The universe around us is not what it appears to be. The stars make up less than 1 percent of its mass; all the loose gas and other forms of ordinary matter, less than 5 percent. The motions of this visible material reveal that it is mere flotsam on an unseen sea of unknown material.
We know little about that sea. The terms we use to describe its components, “dark matter” and “dark energy,” serve mainly as expressions of our ignorance.
David Cline, professor of Physics and Astrophysics at UCLA
A Bracing Look at the Unseen Universe
Back in the 1920s, Edwin Hubble laid the groundwork for an expanding universe. Hubble used the period/luminosity relation in Cepheid variables (this was Henrietta Swan Leavitt’s work) to find the distances to nearby galaxies. He took the redshift for those galaxies as equivalent to their velocities.
Panek explains how he graphed the distances he found against the galactic velocities, concluding they were directly proportional to each other. The relation seemed straightforward: The greater the distance, the greater the velocity. That was a relationship, one-to-one, that you could plot on a graph as a straight line on a 45-degree angle. Assume a constant rate of expansion and the straight line would continue no matter how far you looked.
But of course we also know that the universe is full of matter, and that matter attracts other matter by virtue of gravity. So it’s perfectly understandable to think that the expansion of the universe should be slowing, and the question becomes, what is the density of matter, and can we, by showing how fast the expansion is slowing, see what lies ahead for the cosmos? Can we push that straight line graph until it bends by using distant supernovae as our standard candles?
These are sound questions, but the scientists studying them had no reason to believe that by 1998, they would have changed our view of the cosmos. It was a breakthrough the likes of which astronomy has rarely seen, with two teams of passionate, committed scientists — working with their own agendas, each battling feverishly to get their work out ahead of the other guys — coming to the same startling conclusion. The straight line on the graph was bending the wrong way, and that meant the expansion wasn’t slowing.
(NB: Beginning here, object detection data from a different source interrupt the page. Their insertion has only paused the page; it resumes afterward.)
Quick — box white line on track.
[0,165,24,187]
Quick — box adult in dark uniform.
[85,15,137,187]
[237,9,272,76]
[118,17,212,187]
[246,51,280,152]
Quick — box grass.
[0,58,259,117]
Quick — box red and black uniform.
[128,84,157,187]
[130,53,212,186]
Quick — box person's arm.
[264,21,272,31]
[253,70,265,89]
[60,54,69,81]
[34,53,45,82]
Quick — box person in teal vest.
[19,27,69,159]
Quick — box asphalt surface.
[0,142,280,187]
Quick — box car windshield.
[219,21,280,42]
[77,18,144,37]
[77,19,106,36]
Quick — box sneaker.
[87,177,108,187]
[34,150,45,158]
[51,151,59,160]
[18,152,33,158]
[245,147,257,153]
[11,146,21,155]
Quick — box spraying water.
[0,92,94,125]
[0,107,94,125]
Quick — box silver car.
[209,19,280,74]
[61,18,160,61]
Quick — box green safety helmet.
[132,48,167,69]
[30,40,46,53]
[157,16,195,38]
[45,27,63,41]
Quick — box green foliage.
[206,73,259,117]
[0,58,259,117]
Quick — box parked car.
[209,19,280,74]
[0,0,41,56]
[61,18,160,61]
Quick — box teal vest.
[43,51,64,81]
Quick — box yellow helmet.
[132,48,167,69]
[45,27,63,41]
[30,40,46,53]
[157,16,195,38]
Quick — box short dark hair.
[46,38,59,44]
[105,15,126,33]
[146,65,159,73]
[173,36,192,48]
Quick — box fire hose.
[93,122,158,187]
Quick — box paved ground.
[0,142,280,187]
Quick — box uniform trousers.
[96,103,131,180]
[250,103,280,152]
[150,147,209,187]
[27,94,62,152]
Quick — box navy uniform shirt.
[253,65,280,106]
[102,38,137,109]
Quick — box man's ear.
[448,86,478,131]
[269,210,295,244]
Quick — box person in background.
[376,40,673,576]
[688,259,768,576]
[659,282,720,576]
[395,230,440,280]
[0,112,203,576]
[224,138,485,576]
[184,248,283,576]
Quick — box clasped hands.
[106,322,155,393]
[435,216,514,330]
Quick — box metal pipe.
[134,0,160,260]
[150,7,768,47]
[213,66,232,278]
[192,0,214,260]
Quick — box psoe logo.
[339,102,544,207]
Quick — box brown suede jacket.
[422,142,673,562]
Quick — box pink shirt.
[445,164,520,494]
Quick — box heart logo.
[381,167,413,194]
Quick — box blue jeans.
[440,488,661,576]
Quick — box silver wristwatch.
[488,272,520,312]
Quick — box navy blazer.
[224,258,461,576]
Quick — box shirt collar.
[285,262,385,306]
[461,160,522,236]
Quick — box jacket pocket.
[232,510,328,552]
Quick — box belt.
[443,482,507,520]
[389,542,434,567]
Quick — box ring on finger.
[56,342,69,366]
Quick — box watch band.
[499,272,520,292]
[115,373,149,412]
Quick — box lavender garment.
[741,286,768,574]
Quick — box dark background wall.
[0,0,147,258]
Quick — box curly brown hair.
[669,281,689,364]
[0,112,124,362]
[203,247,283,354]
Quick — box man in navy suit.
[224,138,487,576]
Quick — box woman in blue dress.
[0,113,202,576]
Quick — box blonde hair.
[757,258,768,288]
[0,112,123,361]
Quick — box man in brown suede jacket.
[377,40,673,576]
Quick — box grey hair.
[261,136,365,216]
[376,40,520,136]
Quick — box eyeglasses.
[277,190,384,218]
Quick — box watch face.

Type 1a supernovae at great distances were dimmer than they ought to be at their particular redshift, and thus further away than our theories said. The expansion of the universe was, in fact, speeding up.
And what do you do when you run into a result like that? Panek excels in following up the question, and if you ever wanted to see science at the level of everyday head-banging research, theories butting against each other, observations failing at critical, hair-pulling moments only to be replaced by serendipitous discoveries, this is the book for you. It says something that two combative teams working with mostly independent data sets and relying on different methods of analysis arrived at a conclusion that neither team had expected. Yet this is precisely what the High-z Supernova team and the Supernova Cosmology Project proceeded to do in 1998.
The Dark Energy Follow-Up
Re dark energy, the answer to the question of what to do next is, you set out to prove the effect doesn’t exist. Two possibilities immediately surfaced, the first being a new kind of dust. Astronomers already know how to correct for the dust within galaxies that makes light from them redder, but perhaps there was a different kind of dust — call it ‘gray dust,’ even if no one has a clue what it is — and posit that it exists between the galaxies. Or consider another possibility: Maybe Type 1a supernovae in the early universe were intrinsically fainter. Perhaps the supernova process was slightly different then, creating astronomical events that make us think they were more distant, when we are actually looking at a slightly different kind of object.